In [1]:
from keras.preprocessing.image import ImageDataGenerator, load_img
from keras.optimizers import Adam
from keras.callbacks import EarlyStopping, ReduceLROnPlateau
from keras.models import Sequential, Model
from keras.layers import Dense, Dropout, Activation, Flatten, Conv2D, MaxPooling2D
from sklearn.model_selection import train_test_split
from keras.applications.resnet50 import ResNet50

import os
import numpy as np
import pandas as pd
import matplotlib.pyplot as plt
import PIL
%matplotlib inline

np.random.seed(101)

Using TensorFlow backend.


In [2]:
# 讀取 cats & dogs 資料集
#    --> Train path: .\ml-marathon-final\data\train_data
#    --> Test path: .\ml-marathon-final\data\test_data

TRAIN_DATA_PATH = "./ml-marathon-final/data/train_data"
TEST_DATA_PATH = "./ml-marathon-final/data/test_data"
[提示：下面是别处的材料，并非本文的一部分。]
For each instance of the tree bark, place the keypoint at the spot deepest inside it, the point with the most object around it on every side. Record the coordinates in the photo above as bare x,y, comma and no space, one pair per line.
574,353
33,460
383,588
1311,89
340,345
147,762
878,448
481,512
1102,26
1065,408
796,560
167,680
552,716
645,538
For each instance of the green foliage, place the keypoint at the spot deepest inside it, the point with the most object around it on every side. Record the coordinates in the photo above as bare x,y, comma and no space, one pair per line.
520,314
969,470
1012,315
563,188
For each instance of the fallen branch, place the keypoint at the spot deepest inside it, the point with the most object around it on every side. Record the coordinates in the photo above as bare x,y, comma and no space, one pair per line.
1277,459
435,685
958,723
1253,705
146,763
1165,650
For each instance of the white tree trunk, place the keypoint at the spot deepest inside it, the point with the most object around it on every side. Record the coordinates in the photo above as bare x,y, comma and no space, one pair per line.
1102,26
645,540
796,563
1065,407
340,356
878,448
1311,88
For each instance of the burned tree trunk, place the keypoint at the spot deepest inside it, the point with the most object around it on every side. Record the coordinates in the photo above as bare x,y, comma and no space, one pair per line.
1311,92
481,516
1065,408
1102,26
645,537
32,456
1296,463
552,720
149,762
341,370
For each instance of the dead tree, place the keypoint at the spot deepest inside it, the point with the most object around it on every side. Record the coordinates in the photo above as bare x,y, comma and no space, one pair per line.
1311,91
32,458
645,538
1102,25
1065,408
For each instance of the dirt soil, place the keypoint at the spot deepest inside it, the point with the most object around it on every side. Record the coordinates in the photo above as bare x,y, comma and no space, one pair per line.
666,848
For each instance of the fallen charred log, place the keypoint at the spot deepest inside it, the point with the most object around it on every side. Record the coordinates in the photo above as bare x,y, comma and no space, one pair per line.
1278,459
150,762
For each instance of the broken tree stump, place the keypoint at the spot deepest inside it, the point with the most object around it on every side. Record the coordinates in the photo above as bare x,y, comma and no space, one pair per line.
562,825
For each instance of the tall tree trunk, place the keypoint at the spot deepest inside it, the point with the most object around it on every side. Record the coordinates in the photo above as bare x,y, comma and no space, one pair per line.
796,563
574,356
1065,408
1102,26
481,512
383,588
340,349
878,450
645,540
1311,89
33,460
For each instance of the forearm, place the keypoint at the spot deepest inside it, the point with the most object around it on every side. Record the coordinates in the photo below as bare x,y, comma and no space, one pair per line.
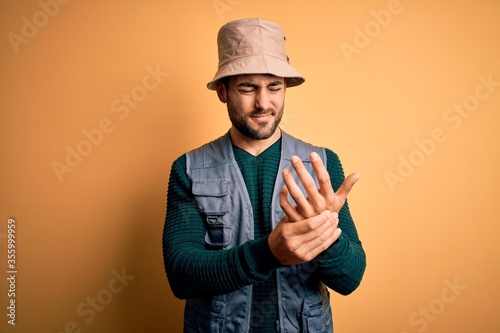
342,265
train_filenames = os.listdir(TRAIN_DATA_PATH)
test_filenames = os.listdir(TEST_DATA_PATH)

labels = []
for filename in train_filenames:
    category = filename.split('.')[0]
    if category == 'dog':
        labels.append(1)   # dog: 1
    else:
        labels.append(0)   # cat: 0
        
df = pd.DataFrame({
    'filename': train_filenames,
    'label': labels
})

df.info()
df.head(5)
#df.tail(5)
#print(dogs_filenames[0])
#image = load_img(DOG_DATA_PATH + "/" + dogs_filenames[0])
#plt.imshow(image)

<class 'pandas.core.frame.DataFrame'>
RangeIndex: 4000 entries, 0 to 3999
Data columns (total 2 columns):
filename    4000 non-null object
label       4000 non-null int64
dtypes: int64(1), object(1)
memory usage: 62.6+ KB


Unnamed: 0,filename,label
0,cat.10001.jpg,0
1,cat.10002.jpg,0
2,cat.10005.jpg,0
3,cat.10008.jpg,0
4,cat.10024.jpg,0


In [3]:
# train data 佔 0.8, valid data 佔 0.2
df["label"] = df["label"].replace({0: 'cat', 1: 'dog'}) 
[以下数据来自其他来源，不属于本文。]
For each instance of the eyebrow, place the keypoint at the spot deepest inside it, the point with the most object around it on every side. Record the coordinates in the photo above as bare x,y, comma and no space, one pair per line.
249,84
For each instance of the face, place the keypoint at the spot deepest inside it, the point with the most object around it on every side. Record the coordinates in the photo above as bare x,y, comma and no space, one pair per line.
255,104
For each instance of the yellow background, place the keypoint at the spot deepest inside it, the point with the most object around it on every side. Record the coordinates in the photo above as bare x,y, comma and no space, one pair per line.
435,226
train_df, validate_df = train_test_split(df, test_size=0.20, random_state=42)
train_df = train_df.reset_index(drop=True)
validate_df = validate_df.reset_index(drop=True)

total_train = train_df.shape[0]
total_validate = validate_df.shape[0]

print("train_df.shape", train_df.shape)
print("validate_df.shape", validate_df.shape)
print()
print("train_df['label'].value_counts()\n", train_df['label'].value_counts())
print()
print("validate_df['label'].value_counts()\n", validate_df['label'].value_counts())

train_df.shape (3200, 2)
validate_df.shape (800, 2)

train_df['label'].value_counts()
 dog    1622
cat    1578
Name: label, dtype: int64

validate_df['label'].value_counts()
 cat    422
dog    378
Name: label, dtype: int64


In [4]:
IMAGE_WIDTH=224
IMAGE_HEIGHT=224
IMAGE_SIZE=(IMAGE_WIDTH, IMAGE_HEIGHT)
IMAGE_CHANNELS=3

batch_size = 8
num_classes = 2 # 類別的數量，cat & dog 共有 2 個類別
epochs = 10 # 訓練的 epochs 數量

In [5]:
train_datagen = ImageDataGenerator(
    rotation_range=15,
    rescale=1./255,
    shear_range=0.1,
    zoom_range=0.2,
    horizontal_flip=True,
    width_shift_range=0.1,
    height_shift_range=0.1
)

train_generator = train_datagen.flow_from_dataframe(
    train_df, 
    TRAIN_DATA_PATH, 
    x_col='filename',
    y_col='label',
    target_size=IMAGE_SIZE,
    class_mode='categorical',
    batch_size=batch_size
)

Found 3200 validated image filenames belonging to 2 classes.


In [6]:
validation_datagen = ImageDataGenerator(rescale=1./255)
validation_generator = validation_datagen.flow_from_dataframe(
    validate_df, 
    TRAIN_DATA_PATH, 
    x_col='filename',
    y_col='label',
    target_size=IMAGE_SIZE,
    class_mode='categorical',
    batch_size=batch_size
)

Found 800 validated image filenames belonging to 2 classes.


In [7]:
# 以訓練好的 ResNet50 為基礎來建立模型，
# 捨棄 ResNet50 頂層的 fully connected layers
resnet50 = ResNet50(include_top=False, 
                    weights='imagenet', 
                    input_tensor=None,
                    input_shape=(IMAGE_WIDTH, IMAGE_HEIGHT, IMAGE_CHANNELS))
x = resnet50.output
x = Flatten()(x)

# 增加 DropOut layer
x = Dropout(0.5)(x)

# 增加 Dense layer，以 softmax 產生個類別的機率值
output_layer = Dense(num_classes, activation='softmax', name='softmax')(x)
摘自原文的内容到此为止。